The visitor train, Hafod Eryri, the café at the summit, as well as a number of businesses at the mountain's base, are run by Snowdon Mountain Railway.
It is getting ready to resume trips all the way up Yr Wyddfa and to open the café again in June after a nearly four-year closure due to the pandemic.
Vince Hughes, the commercial manager for the railway, claimed that after meeting Alec for the first time, he became aware of potential areas for change.
According to him, if you look at our other retail areas, the amount of single-use plastic was going unnoticed. "I think a lot of people might think it means plastic bottles, drink bottles, etc.," Mr. Hughes said.
Magnets arriving individually wrapped in plastic and being thrown out as soon as they went on display was one "easy fix.".
He questioned, "Why are they placing them into these packets that we don't want and nobody is using?
If you want to completely avoid using plastic, it's no easy task to supply a café at the top of a mountain without access to its own water source.

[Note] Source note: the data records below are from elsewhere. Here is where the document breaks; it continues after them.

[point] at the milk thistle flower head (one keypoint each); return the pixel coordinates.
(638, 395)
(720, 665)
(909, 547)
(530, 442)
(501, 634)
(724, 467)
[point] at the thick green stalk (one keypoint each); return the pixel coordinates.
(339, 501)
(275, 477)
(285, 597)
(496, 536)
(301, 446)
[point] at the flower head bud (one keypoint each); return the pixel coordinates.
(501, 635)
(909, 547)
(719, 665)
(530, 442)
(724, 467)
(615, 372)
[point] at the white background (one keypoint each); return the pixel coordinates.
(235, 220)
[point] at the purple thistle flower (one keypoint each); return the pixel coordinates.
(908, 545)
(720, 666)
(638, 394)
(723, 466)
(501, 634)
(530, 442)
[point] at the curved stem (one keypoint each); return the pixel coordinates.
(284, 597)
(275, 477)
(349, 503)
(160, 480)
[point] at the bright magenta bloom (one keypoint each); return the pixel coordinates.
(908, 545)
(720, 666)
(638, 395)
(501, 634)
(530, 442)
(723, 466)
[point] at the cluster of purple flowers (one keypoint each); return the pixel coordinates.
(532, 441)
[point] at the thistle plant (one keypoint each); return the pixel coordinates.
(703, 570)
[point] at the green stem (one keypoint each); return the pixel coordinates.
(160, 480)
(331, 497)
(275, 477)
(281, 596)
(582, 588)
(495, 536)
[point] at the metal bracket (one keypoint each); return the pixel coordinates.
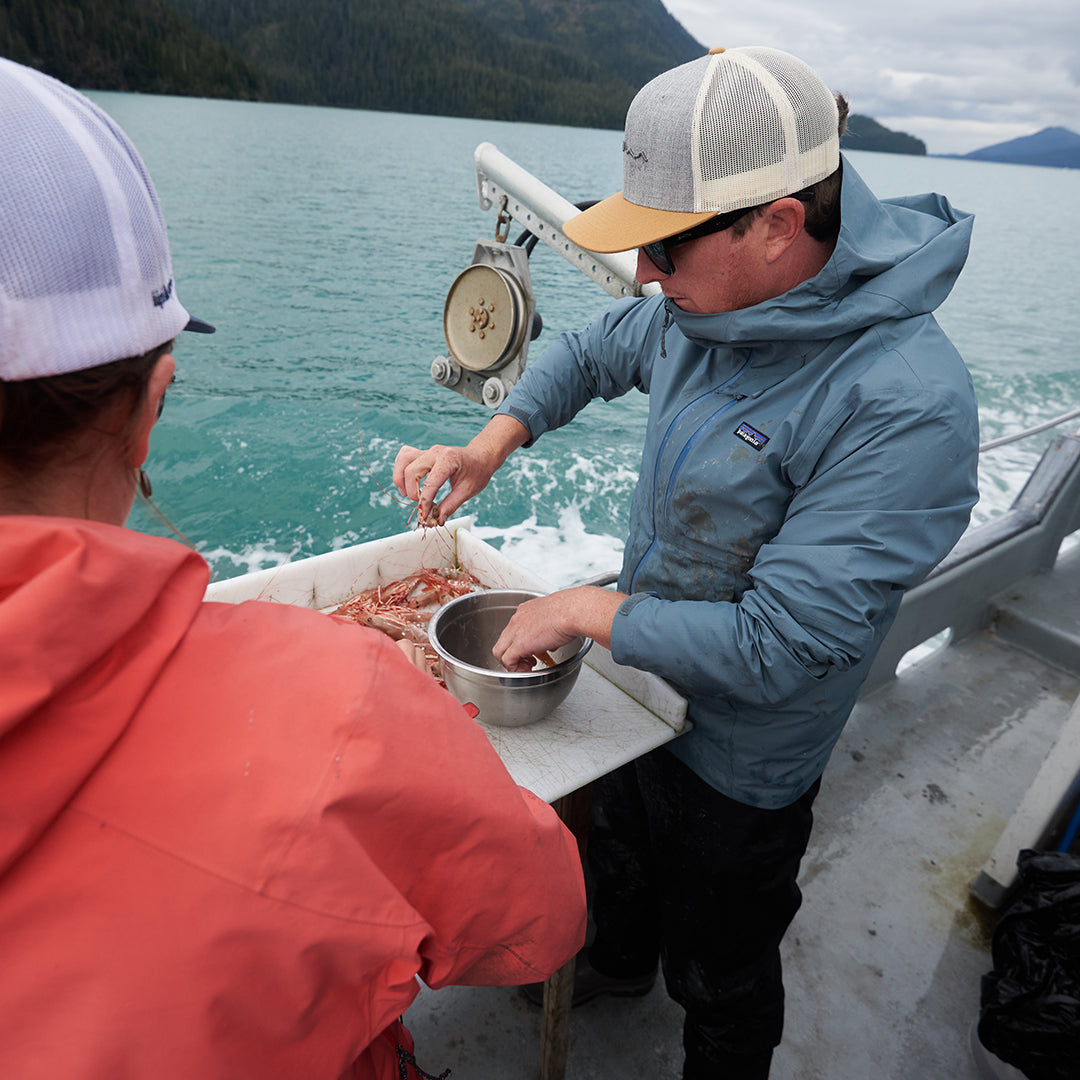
(502, 223)
(543, 212)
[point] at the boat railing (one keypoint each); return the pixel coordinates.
(957, 596)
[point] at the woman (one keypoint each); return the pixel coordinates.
(231, 837)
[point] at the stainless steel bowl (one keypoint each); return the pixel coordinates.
(463, 631)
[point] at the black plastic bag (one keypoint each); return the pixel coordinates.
(1030, 1002)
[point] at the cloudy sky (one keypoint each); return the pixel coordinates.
(958, 73)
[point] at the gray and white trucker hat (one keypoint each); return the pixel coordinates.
(737, 127)
(85, 271)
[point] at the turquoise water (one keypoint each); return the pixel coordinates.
(322, 243)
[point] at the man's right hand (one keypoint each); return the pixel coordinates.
(419, 474)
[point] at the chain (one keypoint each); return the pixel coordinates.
(405, 1060)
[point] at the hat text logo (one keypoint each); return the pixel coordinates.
(161, 295)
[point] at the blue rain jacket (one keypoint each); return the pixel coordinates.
(806, 461)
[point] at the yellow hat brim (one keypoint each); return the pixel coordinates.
(617, 225)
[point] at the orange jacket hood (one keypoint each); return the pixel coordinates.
(70, 686)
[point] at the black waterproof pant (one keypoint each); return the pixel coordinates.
(705, 885)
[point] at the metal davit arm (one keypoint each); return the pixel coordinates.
(543, 212)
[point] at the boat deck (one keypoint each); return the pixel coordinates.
(882, 964)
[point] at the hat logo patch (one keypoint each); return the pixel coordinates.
(161, 295)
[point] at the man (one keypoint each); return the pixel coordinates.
(230, 842)
(810, 454)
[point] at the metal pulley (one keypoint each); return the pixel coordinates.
(485, 318)
(488, 320)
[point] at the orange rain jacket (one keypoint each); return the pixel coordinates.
(232, 836)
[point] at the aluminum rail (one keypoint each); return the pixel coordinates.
(543, 212)
(1029, 431)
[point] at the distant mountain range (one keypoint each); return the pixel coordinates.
(562, 62)
(1056, 147)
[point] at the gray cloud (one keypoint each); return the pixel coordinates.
(958, 73)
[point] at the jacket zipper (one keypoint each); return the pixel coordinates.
(686, 449)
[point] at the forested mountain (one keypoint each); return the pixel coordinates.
(635, 39)
(569, 62)
(1057, 147)
(866, 134)
(436, 56)
(120, 44)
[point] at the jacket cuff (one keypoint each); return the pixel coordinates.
(625, 629)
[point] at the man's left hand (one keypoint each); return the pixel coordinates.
(549, 622)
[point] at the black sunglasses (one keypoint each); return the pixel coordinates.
(659, 251)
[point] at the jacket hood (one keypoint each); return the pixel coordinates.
(83, 636)
(894, 258)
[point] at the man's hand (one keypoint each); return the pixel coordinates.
(419, 474)
(549, 622)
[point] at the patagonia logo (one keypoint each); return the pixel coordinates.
(161, 295)
(750, 435)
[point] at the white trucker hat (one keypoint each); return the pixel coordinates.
(734, 129)
(85, 273)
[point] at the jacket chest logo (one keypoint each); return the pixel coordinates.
(751, 436)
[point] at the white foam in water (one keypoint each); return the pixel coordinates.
(558, 555)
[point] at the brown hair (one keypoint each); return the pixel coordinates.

The café cannot overnight switch to refilling bottles for customers because it needs 10,000 liters of water transported up by train each day to cover its own uses and toilet requirements.
Making changes to the café's supplies will be difficult. Due to the fact that cans cannot be resealed, the switch to them has not been successful in the past.
But alternatives are being considered. A water borehole company will conduct preliminary research to see if it is possible to extract drinking water directly from the mountain, which could drastically alter the café's situation.
Alec emphasized the need to avoid "demonizing" plastic, which, when used properly, can be incredibly useful.
Instead, the key will be to motivate visitors to cut back on their consumption and discard any single-use plastic they may have brought with them.
Alec said that a lot of it revolves around persuading people to plan ahead, think creatively, "refill before the hill," reuse, and recycle.
So what do Yr Wyddfa visitors think of the initiative?
The message that "we're all about sustainability" is one that Catherine Munton, a resident of Newcastle upon Tyne, found to be extremely encouraging.
She and her husband Lee were not shocked to learn how much trash had been gathered. Catherine continued, "It's terrible that people don't take it home.
More trash cans, according to Michelle Marshall and Sharon Langton of Middleton, a town close to Manchester.
Why doesn't everyone just throw their trash in their bag? Everyone has a backpack; just take it home, Sharon advised.
The quantity of plastic trash that Aberdeenshire resident Derek Littlejohn had observed disappointed him.
"It's a shame to see it in that sort of state, having just walked up there and seen how much plastic is on the actual mountain itself," he said. He was in favor of eliminating plastic.
"It would be great to do anything to prevent that from happening. ".
Californian Andrew Franco said, "I feel that as a hiker you probably have a job to appreciate all the nature that you are hiking in. "Thermoses and reusable water bottles are excellent ideas. There is no need for plastic bottles. If you have snacks, it's simple to wrap them in parchment paper or kitchen paper. Plastic is not required for anything you are bringing with you. ".
George Herd contributed more information.